By the time I started with Second Life, my personal views had changed slightly; enough so that I viewed the people I played and chatted with regularly friends. They were just differentiated into a different category and deemed “online friends” and thus different from the ones I had in real life. This could be due to the fact that at this point in my life, I had moved out on my own and was more in control of my life. I had reconnected with most of the friends that I had cared about and lost, even started dating what could have possibly been considered my high school sweetheart.

Kingdoms at War rocked my world in terms of my concept of friendship. More years had passed. My relationship was falling apart and I was just generally unhappy. The game itself honestly was not super interesting, but the people were. I was loved and adored in ways not really expressed in my everyday life. These people that became my friends were easier to talk to; less judgmental than some of the people closest to me. They actually listened to what I had to say. They cared. And I knew that they cared. The term “online friends” started to slip. They were just as much a part of my life as those that I knew in person; sometimes even more so. I had multiple friends that had moved away with and the only way that we really kept in touch was over the phone so what really made these friends I had made through my online games so very different. The answer was nothing, absolutely nothing.

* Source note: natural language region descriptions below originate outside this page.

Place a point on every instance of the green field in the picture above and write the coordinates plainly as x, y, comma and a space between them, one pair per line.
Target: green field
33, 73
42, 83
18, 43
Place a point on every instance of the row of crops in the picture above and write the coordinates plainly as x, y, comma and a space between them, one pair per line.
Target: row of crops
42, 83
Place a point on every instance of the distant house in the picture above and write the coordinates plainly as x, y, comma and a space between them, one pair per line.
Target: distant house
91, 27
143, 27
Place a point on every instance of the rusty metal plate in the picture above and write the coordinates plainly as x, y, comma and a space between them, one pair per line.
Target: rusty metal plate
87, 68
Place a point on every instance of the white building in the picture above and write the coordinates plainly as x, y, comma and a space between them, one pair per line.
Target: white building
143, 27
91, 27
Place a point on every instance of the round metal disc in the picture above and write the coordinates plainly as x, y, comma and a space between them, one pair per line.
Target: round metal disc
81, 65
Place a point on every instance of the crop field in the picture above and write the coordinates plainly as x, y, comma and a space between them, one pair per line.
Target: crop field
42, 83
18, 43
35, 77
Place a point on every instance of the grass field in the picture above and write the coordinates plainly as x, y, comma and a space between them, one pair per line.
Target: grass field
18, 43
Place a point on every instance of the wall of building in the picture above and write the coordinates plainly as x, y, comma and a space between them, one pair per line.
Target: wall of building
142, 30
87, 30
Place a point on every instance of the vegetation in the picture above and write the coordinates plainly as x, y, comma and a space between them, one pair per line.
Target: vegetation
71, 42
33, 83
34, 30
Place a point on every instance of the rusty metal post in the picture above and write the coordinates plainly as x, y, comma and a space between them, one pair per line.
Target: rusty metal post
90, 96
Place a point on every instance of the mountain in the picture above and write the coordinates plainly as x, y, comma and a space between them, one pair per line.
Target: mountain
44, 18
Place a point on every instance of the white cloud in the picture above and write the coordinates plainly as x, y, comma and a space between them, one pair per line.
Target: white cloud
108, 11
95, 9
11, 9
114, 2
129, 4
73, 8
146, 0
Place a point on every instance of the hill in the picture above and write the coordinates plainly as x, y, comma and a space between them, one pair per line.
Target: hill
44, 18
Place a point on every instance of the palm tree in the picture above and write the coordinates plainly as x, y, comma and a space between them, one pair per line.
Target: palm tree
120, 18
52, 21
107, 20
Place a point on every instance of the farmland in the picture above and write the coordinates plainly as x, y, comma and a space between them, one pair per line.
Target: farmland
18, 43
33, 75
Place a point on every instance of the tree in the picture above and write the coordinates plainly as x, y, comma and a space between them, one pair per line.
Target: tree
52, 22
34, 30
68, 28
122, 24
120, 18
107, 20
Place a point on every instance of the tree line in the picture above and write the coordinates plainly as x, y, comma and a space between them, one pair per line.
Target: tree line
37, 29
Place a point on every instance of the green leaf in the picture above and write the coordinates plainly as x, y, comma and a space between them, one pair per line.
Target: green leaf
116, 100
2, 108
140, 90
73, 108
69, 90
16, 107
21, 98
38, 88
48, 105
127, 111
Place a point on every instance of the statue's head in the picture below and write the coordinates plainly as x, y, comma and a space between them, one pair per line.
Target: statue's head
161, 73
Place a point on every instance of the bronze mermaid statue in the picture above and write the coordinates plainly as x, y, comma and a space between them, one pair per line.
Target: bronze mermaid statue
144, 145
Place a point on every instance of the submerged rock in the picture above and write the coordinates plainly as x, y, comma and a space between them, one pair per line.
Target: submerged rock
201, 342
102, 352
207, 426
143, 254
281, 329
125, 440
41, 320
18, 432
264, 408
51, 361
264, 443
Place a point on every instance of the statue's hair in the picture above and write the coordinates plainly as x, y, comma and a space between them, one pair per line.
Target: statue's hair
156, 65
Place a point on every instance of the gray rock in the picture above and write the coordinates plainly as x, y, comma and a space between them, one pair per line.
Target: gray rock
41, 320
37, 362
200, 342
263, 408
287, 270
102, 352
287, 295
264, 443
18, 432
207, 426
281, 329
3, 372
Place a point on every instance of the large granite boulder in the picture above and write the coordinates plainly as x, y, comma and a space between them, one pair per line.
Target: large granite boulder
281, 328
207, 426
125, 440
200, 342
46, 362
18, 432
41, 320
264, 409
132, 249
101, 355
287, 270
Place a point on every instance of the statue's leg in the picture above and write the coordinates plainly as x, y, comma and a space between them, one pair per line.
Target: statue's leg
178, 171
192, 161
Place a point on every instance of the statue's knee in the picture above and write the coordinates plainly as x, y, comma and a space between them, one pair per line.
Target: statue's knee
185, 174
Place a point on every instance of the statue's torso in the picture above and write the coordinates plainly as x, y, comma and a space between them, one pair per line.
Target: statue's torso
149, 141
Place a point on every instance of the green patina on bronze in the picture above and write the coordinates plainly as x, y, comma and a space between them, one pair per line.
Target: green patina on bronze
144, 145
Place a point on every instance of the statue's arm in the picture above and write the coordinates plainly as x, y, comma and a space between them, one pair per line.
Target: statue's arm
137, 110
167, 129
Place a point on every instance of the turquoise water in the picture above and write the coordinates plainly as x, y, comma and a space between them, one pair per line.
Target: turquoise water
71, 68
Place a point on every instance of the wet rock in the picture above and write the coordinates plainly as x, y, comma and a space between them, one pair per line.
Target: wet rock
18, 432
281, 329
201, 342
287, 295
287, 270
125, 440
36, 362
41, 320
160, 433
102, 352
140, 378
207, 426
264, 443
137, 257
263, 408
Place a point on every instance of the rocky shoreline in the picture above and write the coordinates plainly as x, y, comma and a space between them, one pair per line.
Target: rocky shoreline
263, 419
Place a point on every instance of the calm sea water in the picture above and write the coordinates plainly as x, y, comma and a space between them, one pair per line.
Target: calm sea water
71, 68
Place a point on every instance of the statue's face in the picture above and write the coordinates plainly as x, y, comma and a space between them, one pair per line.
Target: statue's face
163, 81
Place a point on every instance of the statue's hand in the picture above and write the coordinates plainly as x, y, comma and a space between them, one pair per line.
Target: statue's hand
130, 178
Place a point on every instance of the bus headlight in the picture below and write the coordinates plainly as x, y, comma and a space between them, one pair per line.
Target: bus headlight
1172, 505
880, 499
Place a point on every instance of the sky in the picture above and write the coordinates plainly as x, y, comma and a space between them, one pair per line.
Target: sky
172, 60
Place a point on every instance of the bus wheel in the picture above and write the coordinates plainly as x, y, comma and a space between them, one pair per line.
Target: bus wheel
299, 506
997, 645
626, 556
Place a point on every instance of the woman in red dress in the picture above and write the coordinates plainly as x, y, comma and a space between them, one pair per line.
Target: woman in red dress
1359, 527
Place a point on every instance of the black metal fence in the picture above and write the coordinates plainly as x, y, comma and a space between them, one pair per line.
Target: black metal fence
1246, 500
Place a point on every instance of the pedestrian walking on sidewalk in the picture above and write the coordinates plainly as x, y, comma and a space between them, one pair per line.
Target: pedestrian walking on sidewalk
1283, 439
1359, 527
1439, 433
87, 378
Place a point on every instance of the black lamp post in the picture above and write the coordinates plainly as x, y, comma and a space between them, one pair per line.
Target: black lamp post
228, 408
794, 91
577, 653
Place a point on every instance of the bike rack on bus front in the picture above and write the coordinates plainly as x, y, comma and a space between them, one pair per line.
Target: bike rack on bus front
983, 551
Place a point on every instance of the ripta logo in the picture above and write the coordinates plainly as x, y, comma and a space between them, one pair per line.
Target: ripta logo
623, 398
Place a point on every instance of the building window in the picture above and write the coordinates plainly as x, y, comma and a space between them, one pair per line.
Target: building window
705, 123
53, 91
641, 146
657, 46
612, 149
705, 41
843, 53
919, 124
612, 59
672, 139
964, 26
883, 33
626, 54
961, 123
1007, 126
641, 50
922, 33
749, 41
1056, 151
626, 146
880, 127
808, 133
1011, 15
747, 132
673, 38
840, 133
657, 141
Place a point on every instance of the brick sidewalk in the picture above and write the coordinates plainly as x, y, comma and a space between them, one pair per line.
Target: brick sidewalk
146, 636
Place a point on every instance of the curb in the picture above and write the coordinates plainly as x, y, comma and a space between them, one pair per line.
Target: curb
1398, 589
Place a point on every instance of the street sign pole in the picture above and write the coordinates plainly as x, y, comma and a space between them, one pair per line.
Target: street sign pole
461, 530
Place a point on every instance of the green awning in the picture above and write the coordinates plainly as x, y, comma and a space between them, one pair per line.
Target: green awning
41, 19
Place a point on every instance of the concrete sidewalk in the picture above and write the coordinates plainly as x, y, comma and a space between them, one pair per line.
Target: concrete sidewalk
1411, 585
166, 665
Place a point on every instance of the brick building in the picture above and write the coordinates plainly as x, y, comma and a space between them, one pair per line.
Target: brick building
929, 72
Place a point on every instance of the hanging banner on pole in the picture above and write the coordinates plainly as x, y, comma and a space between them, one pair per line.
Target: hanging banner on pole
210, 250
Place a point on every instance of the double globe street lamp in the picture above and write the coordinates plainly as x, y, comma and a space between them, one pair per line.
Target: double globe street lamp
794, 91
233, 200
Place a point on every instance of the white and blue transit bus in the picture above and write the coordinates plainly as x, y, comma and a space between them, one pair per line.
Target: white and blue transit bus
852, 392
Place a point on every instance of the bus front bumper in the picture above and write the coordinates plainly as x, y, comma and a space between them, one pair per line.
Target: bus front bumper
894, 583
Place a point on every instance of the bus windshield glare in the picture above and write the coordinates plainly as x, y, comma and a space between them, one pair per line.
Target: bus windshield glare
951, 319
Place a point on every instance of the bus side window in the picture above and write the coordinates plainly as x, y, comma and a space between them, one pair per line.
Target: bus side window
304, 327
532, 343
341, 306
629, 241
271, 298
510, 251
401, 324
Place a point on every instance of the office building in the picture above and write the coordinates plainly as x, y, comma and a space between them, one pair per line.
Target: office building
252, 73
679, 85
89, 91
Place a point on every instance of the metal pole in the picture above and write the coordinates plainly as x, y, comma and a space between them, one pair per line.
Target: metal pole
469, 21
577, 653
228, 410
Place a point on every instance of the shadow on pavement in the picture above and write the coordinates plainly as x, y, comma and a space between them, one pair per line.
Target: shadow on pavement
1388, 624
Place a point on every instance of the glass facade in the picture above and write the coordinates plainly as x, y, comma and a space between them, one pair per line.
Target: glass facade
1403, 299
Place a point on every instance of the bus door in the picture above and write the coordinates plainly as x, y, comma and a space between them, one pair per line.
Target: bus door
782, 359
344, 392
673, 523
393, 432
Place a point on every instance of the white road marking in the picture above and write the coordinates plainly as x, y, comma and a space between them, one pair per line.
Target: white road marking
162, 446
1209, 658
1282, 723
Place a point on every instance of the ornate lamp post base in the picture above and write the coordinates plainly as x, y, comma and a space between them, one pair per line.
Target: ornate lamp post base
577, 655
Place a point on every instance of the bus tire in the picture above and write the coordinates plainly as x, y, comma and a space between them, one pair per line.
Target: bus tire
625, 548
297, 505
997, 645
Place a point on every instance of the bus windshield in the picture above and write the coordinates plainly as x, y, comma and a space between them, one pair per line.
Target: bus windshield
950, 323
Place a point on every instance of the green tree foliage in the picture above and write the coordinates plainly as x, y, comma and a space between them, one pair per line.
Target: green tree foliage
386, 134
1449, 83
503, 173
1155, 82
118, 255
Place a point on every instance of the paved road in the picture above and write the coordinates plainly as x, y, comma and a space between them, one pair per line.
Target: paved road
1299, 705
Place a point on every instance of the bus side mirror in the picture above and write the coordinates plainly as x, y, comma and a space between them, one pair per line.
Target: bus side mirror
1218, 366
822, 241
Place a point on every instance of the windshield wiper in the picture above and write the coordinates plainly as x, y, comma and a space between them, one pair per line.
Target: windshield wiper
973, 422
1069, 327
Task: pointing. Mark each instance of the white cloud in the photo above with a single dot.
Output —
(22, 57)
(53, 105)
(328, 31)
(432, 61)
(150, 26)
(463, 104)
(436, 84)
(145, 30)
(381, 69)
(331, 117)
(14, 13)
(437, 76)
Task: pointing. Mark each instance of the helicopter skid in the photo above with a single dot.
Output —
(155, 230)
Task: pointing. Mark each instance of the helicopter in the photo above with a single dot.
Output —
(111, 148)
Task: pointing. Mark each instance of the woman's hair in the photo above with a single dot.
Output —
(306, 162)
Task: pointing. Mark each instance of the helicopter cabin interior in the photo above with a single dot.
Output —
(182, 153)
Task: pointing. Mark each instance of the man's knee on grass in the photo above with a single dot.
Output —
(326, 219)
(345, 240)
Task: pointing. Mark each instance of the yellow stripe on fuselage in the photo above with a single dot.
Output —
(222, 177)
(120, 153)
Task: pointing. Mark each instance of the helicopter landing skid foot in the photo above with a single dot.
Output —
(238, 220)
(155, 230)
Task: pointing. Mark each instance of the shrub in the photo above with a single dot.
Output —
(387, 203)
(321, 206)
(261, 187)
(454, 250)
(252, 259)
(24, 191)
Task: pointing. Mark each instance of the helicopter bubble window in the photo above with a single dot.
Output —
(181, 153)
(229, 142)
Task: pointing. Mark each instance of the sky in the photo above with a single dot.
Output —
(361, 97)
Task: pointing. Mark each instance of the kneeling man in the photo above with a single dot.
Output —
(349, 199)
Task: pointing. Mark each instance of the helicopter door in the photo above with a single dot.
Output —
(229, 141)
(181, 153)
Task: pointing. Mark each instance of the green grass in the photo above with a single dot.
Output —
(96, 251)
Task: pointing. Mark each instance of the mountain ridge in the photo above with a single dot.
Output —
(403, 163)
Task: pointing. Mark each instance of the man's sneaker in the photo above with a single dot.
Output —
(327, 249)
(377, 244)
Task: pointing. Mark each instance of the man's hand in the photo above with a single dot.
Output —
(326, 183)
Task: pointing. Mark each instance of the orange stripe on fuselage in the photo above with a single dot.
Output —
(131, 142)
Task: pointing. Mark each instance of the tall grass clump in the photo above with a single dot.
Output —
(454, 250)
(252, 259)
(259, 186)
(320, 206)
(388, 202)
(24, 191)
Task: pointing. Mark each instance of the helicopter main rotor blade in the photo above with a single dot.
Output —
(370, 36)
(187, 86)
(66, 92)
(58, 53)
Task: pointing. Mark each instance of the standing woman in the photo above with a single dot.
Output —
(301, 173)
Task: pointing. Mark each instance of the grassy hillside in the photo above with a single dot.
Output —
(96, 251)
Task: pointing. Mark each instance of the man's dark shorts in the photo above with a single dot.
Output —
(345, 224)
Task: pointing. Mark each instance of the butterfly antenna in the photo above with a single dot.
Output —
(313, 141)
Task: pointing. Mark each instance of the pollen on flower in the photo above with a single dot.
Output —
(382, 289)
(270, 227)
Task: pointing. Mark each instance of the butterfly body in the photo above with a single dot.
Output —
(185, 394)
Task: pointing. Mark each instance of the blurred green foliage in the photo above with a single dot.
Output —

Now I’ve come to realize that I wasn’t the only one who felt that way. Sure, I had the people that swore up and down that I was spending too much of my time investing in strangers, but they didn’t understand how much I had gone through, how much these “strangers” had helped me through. Others though; most of my gamer friends understood the concept and held the same for themselves.

Because of online gaming, we never really have to feel like we are alone anymore. We never have to be alone. We can have friends across town and we can have friends across the globe. True, it might be more difficult to visit with the ones across the globe, but far from impossible and the hearts of people don’t base themselves off of how far away someone is. It tends to treat them just the same.

It is for certain, a beautiful evolution of how friendships are made.

About the author - Laura Collins

Finding true passion in this day and age is a rarity; being able to feel passion, maybe even more so. I am lucky enough to have a few passions; writing and most things nerdy being in the top tier of these passions. I couldn't have been older than three or four the first time I had an original Nintendo controller put into my hands and that was probably my first love. Things just spiraled up from there and my love continued to grow throughout the years. The adoration of anime began with Sailor Moon back when I was in elementary school, rushing home to watch the last twenty minutes while knowing that missing the first ten was inevitable. It was still worth it every time. Wanderlust for such things only increased over the years. I wanted a hand in practically anything having to do with the nerd culture; from Pokemon and Pokemon cards down to Magic: The Gathering and Dungeons and Dragons. There was no regrets and no turning back. My love of writing honestly goes beyond passion and stems more into madness. It began as soon as I knew enough to be able to string letters and then words together and never stopped. The more my knowledge grows, so follows the incessant hunger to share what I know. And thus...we ended up here today.